Full disclosure also includes being honest with oneself and others about the strengths and weaknesses of a study. Being aware of the strengths and weaknesses of your own work can help a researcher make reasonable recommendations about the next steps other researchers might consider taking in their inquiries. Awareness and disclosure of a study’s strengths and weaknesses can also help highlight the theoretical or policy implications of one’s work. In addition, openness about strengths and weaknesses helps readers evaluate the work and decide for themselves how or whether to rely on its findings. Finally, openness about a study’s sponsors is crucial. How can we effectively evaluate research without knowing who paid the bills?
The standard of replicability along with openness about a study’s strengths, weaknesses, and funders enable those who read the research to evaluate it fairly and completely. Knowledge of funding sources is often raised as an issue in medical research, but medical researchers aren’t the only ones who need to be honest about their funding. For example, if we know that a political think tank with ties to a particular party has funded some research, we can take that knowledge into consideration when reviewing the study’s findings and stated policy implications. Lastly, and related to this point, we must consider how, by whom, and for what purpose research may be used.

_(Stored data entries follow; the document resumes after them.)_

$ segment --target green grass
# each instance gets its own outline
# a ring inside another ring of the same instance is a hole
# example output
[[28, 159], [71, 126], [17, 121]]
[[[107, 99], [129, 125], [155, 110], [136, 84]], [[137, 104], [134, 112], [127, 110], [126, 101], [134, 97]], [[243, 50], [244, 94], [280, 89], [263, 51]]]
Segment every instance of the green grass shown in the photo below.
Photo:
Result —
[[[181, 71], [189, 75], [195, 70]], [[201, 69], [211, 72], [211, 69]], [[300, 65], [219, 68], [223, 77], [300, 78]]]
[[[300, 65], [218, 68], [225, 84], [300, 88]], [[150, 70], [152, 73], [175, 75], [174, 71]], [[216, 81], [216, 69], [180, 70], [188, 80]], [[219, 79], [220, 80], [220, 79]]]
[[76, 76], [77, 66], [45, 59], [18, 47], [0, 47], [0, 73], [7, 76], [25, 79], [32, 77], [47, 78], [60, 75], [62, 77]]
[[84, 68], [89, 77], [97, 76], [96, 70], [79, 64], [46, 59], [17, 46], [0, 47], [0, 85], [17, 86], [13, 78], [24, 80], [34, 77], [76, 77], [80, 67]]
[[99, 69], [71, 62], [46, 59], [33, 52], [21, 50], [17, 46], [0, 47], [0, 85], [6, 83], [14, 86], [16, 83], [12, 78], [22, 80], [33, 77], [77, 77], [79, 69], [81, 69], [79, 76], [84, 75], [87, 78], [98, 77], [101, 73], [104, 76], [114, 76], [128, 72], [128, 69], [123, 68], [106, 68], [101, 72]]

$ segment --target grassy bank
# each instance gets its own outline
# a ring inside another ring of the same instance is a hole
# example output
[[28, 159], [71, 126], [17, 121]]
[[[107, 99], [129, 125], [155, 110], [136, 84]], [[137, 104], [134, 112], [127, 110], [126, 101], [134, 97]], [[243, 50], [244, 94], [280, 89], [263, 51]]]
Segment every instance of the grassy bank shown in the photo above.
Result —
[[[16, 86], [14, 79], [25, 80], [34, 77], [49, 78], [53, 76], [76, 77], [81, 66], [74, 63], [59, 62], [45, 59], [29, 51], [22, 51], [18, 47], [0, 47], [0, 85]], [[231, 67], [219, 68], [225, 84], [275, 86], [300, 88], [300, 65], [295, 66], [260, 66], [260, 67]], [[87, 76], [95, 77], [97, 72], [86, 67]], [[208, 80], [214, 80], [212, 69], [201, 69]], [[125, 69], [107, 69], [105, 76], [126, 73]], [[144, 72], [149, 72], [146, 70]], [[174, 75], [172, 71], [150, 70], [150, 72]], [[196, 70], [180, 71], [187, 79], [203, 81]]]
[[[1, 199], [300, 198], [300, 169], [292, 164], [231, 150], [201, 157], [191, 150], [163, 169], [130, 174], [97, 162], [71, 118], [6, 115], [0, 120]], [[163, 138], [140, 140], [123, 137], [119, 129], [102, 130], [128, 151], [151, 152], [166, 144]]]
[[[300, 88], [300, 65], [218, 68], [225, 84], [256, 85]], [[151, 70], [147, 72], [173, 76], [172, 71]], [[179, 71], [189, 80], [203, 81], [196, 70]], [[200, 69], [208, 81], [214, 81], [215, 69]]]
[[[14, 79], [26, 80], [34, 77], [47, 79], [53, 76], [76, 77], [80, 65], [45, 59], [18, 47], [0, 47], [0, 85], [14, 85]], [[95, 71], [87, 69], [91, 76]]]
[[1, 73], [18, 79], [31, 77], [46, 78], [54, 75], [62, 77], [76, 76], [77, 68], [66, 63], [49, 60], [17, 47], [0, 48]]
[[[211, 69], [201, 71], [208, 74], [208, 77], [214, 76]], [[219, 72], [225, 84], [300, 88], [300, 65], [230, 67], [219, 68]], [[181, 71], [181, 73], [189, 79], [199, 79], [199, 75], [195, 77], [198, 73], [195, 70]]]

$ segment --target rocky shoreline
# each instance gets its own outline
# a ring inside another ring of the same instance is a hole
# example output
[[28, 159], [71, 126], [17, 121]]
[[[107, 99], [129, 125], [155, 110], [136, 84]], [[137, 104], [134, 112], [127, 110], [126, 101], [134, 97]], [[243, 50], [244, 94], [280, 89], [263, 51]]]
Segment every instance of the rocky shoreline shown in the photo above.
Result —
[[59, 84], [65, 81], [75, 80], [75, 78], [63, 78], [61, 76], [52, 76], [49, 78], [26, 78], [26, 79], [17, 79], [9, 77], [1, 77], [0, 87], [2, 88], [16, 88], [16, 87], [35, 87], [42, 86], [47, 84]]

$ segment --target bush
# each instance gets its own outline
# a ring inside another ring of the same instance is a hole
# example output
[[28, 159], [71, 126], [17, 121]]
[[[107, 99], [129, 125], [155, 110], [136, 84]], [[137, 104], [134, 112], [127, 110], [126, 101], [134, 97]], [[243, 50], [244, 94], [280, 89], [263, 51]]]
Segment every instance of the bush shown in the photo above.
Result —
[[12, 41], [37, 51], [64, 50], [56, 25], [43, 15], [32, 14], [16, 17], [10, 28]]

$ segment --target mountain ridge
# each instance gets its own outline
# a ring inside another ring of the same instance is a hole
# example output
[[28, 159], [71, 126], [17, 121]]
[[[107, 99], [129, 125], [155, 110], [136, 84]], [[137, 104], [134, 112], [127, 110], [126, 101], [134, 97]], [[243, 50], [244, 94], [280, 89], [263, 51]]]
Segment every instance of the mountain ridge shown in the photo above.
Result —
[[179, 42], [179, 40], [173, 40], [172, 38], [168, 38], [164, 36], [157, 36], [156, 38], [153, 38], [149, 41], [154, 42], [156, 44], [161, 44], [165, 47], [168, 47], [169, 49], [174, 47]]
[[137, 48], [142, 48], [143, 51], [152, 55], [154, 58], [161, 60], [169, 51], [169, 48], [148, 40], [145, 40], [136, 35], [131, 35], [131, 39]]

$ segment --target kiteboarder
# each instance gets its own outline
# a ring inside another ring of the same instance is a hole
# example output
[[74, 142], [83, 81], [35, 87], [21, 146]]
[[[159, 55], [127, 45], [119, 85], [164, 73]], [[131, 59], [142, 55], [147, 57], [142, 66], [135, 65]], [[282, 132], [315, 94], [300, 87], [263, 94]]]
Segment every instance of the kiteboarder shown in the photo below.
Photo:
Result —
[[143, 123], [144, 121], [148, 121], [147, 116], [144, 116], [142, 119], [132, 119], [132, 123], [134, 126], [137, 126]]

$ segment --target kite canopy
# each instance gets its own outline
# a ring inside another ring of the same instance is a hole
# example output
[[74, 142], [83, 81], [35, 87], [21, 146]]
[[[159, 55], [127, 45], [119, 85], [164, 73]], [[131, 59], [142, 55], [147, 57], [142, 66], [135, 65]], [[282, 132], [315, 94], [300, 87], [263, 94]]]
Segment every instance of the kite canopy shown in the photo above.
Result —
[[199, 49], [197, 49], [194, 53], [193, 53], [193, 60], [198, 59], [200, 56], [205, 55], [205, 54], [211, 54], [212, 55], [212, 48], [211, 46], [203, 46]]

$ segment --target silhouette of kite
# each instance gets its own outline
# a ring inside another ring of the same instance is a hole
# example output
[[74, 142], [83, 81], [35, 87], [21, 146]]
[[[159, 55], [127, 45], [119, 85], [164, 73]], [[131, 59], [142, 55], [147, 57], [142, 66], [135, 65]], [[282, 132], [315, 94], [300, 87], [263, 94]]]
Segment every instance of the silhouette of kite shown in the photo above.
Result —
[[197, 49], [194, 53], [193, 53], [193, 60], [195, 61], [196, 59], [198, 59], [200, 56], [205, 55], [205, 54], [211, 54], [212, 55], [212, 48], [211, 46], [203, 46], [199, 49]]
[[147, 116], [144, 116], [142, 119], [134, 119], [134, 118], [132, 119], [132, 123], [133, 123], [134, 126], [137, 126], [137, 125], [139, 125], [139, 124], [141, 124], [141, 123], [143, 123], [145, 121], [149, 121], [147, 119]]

Using science the ethical way
Science has many uses. There are many ways that science can be understood and applied. Some use science to create laws and social policies, while others use it to understand themselves and those around them. Some people rely on science to improve the life conditions of themselves and others, while others may use it to improve their business or other undertakings. In any case, there are ethical ways to use science. We can use it to learn about the design and purpose of studies we want to utilize and apply. We can recognize the limitations of our scientific and methodological knowledge and analyze how this impacts our understanding of research. Further, we can learn to apply the findings of scientific investigation to the proper, relevant cases and populations.
Social scientists who conduct research on behalf of organizations and agencies may face additional ethical questions about the use of their research, particularly when the organization controls the final report and the publicity it receives. There is a potential conflict of interest for evaluation researchers who are employees of the agency being evaluated. A similar conflict of interest might exist between independent researchers whose work is being funded by some government agency or private foundation.
So who decides what constitutes ethical conduct or use of research? Perhaps we all do.
Key Takeaways
- Conducting research ethically requires that researchers be ethical not only in their data collection procedures but also in reporting their methods and findings.
- The ethical use of research requires an effort to understand research, an awareness of your own limitations in terms of knowledge and understanding, and the honest application of research findings.